China’s new economy entrepreneurs, such as Alibaba founder Jack Ma who agreed to buy the South China Morning Post newspaper in 2015, are lobbying to change the financial infrastructure in ways that would undermine investors’ interests. Ma has publicly called on Hong Kong to "innovate", which many commentators have interpreted as allowing dual-class shares that would allow founders to control listed companies with only a minority of the shares. While Singapore and London may be considering allowing dual class structures, Hong Kong should not engage in a race to the bottom.

The exchange also needs to guard against the excessive use of cornerstone investors in many of the Chinese IPOs that come to market — large investors brought on board before the launch of an IPO who are typically locked in for six months. 

The growing use of cornerstones is tying up liquidity in the stock exchange. That increases the chances of a rush for the exits turning into a stampede, say, if China’s deleveraging process began to spook investors.

Research by FinanceAsia also suggests that Chinese companies that have relied on Chinese cornerstone investors to get their IPOs away have performed poorly compared with those with cornerstone support from global institutions such as BlackRock or Fidelity.

Under the “One country, two systems" framework, it is clear that Hong Kong has benefited from the rapid growth in trade with China, yet has retained a degree of independence.

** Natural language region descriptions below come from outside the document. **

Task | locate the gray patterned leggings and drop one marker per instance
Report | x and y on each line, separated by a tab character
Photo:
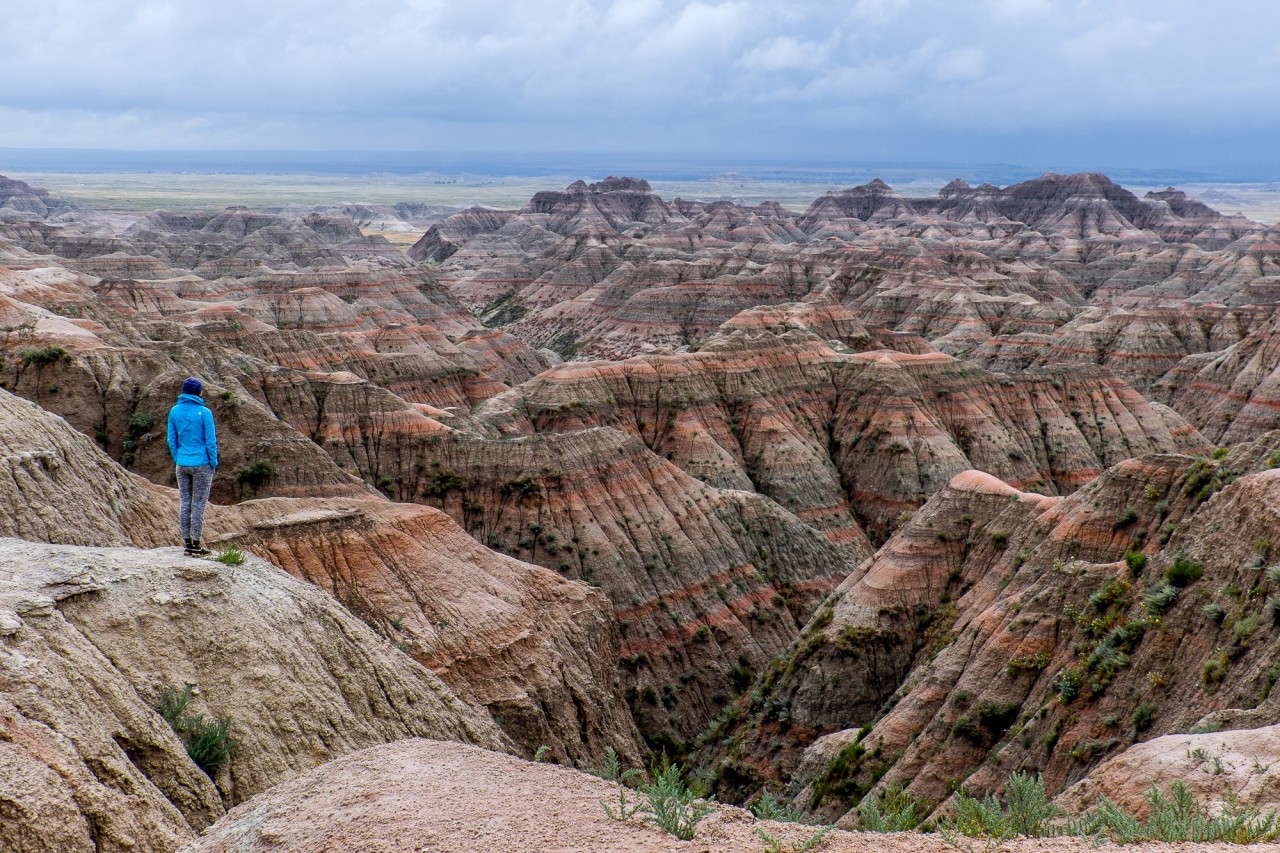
193	484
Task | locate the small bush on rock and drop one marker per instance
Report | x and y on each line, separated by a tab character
208	742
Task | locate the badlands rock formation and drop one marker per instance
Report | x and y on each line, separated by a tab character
423	794
1001	630
302	676
667	542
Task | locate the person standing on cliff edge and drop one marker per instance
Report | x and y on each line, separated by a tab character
193	446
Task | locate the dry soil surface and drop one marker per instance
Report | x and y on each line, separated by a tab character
426	796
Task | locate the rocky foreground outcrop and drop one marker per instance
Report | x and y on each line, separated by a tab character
536	651
525	648
1242	761
449	798
91	637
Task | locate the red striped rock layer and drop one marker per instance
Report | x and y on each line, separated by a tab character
707	583
536	651
950	646
1142	346
522	644
572	272
1233	395
849	442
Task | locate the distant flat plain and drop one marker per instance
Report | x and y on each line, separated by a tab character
140	192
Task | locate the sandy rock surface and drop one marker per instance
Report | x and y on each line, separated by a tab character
448	798
88	639
1243	761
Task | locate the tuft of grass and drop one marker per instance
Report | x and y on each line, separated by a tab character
613	770
209	743
1025	811
1174	817
1178	817
1068	685
1160	598
771	808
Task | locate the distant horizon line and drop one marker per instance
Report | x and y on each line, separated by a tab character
522	164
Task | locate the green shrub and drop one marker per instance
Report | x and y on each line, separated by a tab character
1136	560
1212	671
140	423
1269	680
894	811
1160	598
1184	571
1215	612
671	803
996	716
1025	811
1176	817
255	474
1244	628
1274	609
1125	519
768	807
1144	715
1068	685
208	742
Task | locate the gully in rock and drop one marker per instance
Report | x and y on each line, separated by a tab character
193	445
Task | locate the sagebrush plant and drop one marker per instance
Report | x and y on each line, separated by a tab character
894	811
1174	817
672	804
768	807
1025	811
209	742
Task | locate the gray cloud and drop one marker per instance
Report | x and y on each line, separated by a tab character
735	77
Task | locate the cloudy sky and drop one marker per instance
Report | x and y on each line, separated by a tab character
1161	83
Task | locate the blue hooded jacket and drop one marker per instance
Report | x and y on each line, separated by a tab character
192	439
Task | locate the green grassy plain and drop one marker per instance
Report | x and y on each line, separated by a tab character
136	192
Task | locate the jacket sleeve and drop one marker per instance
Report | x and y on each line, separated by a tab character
173	437
210	437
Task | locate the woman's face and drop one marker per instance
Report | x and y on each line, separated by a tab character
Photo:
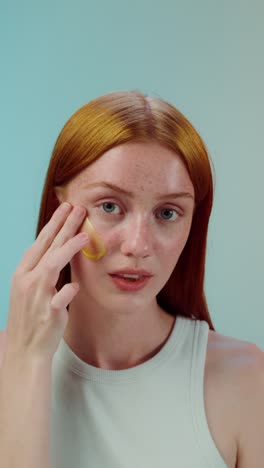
130	194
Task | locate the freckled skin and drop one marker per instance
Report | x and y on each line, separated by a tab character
143	169
107	325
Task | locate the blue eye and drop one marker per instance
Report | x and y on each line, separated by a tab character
108	207
168	212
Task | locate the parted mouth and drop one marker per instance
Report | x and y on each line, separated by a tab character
131	272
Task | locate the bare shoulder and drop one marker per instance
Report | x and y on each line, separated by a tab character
234	393
2	344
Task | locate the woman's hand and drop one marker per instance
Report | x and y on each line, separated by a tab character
38	313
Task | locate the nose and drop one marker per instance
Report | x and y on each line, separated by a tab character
137	238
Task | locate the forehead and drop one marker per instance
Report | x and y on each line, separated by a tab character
137	166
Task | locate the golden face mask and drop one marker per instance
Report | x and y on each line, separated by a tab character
96	248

One continuing symbol of Hong Kong's detachment is its peg to the US dollar.

FinanceAsia, which was 20 years old just last year, has watched China’s rise and continued to advocate for Hong Kong to maintain its differences. In finance this means maintaining its superior investor protection, legal framework, and corporate governance.

Another credit rating agency, Standard & Poor’s, cited this distinction when rating Hong Kong’s credit higher than China’s. But the closer the financial systems converge, the more closely the two credit ratings will converge.

Hong Kong has a delicate balancing act to perform and it should take heed of Moody’s warning shot as it embraces China.